Difference between PDF & PDF/A
PDF/A is a subset of PDF and is used for archiving information. In order to preserve the information in the file and ensure that even after long periods of storage, the content can still be displayed as it is, but when it comes to comparing it to PDF, there are many obvious differences between the two. PDF/A sets stricter standards than those used by PDF.
The first major difference between PDF and PDF/A is the latter’s restrictions on certain types of content. You cannot embed audio, video, and executable files in PDF/A, because PDF viewers cannot open them individually, and there is no way to be sure that appropriate software for them will still be available in the future.

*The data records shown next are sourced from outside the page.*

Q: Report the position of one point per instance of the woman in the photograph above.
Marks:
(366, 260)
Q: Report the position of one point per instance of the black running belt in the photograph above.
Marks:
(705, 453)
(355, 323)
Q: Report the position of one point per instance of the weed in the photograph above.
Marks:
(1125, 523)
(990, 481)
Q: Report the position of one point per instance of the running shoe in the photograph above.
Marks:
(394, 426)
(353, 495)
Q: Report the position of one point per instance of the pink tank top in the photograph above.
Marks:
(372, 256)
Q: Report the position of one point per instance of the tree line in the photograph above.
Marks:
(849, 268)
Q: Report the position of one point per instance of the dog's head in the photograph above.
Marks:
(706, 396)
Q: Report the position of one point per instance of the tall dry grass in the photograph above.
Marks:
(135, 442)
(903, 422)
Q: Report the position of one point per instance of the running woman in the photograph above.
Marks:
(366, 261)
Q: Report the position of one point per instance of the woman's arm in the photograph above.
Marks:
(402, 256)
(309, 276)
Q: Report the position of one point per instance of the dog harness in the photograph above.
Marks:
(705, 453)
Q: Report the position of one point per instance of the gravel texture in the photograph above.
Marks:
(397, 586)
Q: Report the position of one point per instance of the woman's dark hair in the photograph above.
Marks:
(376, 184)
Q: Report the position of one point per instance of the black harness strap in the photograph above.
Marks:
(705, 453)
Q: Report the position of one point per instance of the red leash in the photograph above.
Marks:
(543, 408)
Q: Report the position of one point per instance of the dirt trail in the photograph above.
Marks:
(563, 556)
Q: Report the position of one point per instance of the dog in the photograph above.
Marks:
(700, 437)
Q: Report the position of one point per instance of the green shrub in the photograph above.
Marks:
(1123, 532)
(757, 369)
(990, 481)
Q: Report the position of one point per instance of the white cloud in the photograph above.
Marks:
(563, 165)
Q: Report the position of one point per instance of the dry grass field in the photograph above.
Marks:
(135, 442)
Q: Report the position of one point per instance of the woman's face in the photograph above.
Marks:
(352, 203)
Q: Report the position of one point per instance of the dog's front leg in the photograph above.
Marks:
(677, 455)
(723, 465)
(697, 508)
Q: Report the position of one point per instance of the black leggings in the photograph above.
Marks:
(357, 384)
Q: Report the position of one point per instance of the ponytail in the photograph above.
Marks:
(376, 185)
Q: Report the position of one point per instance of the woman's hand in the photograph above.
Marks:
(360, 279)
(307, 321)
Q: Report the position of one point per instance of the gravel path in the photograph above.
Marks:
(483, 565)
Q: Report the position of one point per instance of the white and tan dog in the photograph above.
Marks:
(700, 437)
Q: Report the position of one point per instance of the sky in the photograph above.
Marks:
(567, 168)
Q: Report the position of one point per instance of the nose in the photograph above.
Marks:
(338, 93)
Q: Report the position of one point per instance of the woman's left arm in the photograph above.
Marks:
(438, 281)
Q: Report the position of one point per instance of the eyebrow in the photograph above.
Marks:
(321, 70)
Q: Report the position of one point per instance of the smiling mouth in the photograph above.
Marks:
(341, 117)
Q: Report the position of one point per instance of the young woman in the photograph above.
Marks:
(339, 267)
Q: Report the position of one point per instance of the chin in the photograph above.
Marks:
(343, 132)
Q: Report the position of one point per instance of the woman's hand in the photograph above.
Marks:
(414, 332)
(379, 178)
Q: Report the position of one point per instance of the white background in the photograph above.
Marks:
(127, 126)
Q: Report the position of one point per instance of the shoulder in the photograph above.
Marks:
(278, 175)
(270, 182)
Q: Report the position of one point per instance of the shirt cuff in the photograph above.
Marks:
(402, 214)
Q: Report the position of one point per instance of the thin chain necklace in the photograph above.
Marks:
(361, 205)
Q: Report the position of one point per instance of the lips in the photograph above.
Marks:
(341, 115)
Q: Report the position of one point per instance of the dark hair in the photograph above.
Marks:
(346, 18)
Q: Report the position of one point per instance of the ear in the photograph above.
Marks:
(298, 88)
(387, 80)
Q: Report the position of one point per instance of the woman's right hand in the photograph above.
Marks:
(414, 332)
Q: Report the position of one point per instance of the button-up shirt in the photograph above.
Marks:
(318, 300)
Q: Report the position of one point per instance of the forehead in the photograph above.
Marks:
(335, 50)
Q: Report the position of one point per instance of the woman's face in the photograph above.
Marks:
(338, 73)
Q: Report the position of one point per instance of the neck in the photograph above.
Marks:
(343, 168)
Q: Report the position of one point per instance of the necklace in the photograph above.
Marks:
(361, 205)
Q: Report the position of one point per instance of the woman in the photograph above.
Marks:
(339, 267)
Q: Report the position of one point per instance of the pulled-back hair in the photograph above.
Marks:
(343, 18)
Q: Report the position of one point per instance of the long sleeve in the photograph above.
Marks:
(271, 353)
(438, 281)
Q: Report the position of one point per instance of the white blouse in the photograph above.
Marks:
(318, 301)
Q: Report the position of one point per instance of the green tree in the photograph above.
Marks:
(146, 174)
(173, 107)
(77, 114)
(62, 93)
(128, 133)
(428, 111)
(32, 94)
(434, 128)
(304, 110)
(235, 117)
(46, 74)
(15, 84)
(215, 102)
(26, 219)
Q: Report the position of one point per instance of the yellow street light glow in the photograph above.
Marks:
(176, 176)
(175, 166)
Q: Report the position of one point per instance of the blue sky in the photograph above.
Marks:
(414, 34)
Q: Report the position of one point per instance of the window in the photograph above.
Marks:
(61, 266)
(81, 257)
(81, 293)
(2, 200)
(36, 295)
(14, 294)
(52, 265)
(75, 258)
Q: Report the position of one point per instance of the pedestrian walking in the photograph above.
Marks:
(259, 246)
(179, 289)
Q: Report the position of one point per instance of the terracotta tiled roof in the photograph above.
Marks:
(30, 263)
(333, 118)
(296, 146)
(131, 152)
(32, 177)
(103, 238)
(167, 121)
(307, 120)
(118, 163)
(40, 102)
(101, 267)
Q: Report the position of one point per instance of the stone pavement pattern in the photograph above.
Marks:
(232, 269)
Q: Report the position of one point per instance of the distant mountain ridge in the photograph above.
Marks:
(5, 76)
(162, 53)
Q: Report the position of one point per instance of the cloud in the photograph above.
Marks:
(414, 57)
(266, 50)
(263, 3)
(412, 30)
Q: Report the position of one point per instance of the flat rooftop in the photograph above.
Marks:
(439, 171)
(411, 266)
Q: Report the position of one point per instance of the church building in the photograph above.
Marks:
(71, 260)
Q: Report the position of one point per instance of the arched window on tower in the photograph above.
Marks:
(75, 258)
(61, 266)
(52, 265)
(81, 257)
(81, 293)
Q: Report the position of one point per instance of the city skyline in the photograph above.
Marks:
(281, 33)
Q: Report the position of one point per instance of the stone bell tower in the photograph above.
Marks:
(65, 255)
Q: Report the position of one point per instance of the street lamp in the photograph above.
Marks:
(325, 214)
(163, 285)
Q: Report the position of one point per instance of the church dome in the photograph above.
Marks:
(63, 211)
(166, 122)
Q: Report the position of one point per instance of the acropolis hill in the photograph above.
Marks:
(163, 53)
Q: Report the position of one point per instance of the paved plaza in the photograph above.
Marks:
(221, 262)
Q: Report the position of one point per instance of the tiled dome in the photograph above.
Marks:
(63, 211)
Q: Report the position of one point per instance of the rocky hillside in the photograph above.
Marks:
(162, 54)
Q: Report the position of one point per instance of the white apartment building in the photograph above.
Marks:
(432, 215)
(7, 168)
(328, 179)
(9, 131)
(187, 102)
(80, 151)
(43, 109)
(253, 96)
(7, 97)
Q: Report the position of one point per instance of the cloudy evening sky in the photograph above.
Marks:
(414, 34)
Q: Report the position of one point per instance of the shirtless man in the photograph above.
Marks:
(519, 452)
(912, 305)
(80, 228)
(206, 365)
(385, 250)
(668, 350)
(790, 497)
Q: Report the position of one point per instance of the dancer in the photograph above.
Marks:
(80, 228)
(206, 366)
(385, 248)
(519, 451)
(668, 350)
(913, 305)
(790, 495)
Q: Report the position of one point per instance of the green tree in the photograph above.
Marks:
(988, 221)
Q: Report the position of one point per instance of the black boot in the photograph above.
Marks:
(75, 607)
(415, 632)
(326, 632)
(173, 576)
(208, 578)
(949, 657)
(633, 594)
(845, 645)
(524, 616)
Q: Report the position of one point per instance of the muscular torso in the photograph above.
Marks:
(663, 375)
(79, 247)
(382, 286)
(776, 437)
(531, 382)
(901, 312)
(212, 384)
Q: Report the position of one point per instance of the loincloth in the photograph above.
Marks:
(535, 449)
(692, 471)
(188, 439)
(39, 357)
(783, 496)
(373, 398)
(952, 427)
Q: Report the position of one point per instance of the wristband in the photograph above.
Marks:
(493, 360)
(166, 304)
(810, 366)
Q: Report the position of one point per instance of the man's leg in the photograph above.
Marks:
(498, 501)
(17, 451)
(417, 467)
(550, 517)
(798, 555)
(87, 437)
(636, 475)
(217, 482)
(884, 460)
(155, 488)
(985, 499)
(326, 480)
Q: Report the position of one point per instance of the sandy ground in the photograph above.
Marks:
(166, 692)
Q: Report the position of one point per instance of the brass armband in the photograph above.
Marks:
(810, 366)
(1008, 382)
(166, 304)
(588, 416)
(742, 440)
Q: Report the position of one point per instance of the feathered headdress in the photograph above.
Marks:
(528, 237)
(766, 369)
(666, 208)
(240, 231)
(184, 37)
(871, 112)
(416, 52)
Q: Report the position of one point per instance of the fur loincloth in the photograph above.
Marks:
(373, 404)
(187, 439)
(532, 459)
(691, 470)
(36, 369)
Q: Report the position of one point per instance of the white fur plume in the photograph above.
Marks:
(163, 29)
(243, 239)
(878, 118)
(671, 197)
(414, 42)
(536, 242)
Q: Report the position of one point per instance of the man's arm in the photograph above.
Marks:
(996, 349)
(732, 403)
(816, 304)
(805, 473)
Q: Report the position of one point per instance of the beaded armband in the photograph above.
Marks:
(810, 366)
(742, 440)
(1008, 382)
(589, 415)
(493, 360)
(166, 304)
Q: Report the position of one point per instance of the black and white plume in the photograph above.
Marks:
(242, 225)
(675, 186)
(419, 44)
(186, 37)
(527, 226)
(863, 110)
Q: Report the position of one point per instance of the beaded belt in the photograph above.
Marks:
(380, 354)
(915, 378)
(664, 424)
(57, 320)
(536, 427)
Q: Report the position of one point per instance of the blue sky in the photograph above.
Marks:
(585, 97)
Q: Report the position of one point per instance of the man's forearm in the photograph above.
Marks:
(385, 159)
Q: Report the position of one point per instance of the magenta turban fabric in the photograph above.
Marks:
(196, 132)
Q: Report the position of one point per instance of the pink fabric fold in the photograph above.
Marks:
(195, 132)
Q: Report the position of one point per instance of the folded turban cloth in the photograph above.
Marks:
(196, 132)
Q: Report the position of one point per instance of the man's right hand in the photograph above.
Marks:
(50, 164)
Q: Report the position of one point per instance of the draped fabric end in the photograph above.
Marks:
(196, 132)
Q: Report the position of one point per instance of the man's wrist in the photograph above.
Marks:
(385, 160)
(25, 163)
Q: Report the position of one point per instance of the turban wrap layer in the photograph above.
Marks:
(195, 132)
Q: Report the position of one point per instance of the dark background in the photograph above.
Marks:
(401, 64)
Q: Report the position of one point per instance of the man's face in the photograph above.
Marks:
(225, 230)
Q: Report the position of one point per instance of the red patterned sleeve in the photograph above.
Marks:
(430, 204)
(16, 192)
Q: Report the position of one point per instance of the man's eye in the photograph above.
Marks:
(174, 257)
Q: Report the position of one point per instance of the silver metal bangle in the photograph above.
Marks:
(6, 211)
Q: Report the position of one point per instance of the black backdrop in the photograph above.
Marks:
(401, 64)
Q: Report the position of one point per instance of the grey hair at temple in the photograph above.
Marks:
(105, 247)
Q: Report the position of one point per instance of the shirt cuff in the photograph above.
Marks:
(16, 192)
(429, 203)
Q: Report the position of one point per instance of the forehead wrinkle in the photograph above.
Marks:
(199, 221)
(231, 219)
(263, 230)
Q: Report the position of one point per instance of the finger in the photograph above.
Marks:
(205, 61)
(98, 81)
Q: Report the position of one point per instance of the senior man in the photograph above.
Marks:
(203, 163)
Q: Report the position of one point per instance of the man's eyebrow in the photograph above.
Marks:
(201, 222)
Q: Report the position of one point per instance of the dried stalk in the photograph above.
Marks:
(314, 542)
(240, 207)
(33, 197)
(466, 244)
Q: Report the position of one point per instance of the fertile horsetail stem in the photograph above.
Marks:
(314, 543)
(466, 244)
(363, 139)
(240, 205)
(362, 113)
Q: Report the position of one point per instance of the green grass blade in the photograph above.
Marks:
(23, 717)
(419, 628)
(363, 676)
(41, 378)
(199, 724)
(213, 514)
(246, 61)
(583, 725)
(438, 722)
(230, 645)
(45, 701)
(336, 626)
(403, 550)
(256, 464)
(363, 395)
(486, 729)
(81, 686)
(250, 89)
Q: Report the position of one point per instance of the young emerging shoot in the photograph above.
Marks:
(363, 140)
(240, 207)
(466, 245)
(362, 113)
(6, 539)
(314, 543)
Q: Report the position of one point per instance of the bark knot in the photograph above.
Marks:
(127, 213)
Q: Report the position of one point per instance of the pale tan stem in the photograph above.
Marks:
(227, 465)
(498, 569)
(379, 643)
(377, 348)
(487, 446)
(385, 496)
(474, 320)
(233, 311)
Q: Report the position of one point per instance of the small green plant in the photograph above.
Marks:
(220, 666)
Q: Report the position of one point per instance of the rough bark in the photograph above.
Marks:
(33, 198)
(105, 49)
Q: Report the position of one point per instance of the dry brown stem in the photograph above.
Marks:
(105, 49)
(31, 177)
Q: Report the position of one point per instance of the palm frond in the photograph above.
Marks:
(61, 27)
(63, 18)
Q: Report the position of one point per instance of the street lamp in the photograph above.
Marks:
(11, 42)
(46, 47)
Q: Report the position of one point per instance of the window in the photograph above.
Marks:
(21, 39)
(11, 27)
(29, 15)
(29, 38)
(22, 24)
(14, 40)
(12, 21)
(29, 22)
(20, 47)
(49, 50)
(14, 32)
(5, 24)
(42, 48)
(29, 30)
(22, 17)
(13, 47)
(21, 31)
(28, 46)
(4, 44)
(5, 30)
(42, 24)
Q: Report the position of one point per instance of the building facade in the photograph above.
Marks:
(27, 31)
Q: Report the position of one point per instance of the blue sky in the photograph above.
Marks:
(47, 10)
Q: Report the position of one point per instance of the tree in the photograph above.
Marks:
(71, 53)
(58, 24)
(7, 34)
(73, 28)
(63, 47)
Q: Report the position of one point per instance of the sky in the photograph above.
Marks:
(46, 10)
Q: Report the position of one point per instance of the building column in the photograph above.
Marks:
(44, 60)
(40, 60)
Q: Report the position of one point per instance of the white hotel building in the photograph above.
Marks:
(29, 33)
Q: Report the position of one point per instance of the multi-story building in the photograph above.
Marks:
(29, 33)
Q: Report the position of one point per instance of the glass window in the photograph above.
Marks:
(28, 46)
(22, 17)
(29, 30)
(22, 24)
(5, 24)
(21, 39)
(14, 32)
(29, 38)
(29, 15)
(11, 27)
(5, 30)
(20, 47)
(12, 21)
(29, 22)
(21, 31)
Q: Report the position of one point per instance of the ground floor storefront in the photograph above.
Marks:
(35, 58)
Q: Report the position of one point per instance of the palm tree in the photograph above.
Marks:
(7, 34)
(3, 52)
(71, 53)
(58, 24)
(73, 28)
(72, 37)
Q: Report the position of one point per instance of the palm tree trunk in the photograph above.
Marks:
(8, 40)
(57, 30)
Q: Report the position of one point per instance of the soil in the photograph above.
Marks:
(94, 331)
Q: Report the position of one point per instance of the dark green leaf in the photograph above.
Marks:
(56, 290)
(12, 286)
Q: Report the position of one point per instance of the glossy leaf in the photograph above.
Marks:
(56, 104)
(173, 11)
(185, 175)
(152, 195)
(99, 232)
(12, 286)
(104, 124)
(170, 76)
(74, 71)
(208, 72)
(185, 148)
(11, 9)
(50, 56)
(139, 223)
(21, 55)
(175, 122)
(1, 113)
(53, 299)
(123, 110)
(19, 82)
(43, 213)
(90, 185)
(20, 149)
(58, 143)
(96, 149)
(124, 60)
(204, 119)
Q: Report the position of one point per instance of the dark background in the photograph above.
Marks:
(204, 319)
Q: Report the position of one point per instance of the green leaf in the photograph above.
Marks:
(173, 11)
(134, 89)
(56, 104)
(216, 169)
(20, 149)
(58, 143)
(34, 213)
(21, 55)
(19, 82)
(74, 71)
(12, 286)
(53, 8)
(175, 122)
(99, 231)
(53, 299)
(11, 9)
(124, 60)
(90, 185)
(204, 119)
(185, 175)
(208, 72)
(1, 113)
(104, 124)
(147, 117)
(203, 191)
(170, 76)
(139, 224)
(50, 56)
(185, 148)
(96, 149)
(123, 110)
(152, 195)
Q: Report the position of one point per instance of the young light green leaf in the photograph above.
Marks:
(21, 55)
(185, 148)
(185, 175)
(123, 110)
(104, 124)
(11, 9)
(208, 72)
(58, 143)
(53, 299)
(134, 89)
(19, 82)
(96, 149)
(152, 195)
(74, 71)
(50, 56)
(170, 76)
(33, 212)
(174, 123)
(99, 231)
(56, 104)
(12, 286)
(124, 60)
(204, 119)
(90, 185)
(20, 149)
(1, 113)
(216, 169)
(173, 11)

Images are allowed to be included in PDF/A documents as long as they are embedded, along with the fonts used to render the document. This ensures that these resources are always available. In general, PDF/A does not allow a file to refer to any external resource, because there is no way to tell if that resource exists. If the referenced external resource cannot be found, it may cause the documentation to display incorrectly.
Finally, PDF/A files cannot be encrypted for the exact same reason above. Encryption is a method used by preventing any unauthorized person from viewing any restricted material. PDF allows different types of encryption and restrictions. In PDF file format, you can increase the security of PDF documents by setting user and owner passwords. Additional safeguards include setting restrictions on printing and copying PDF content.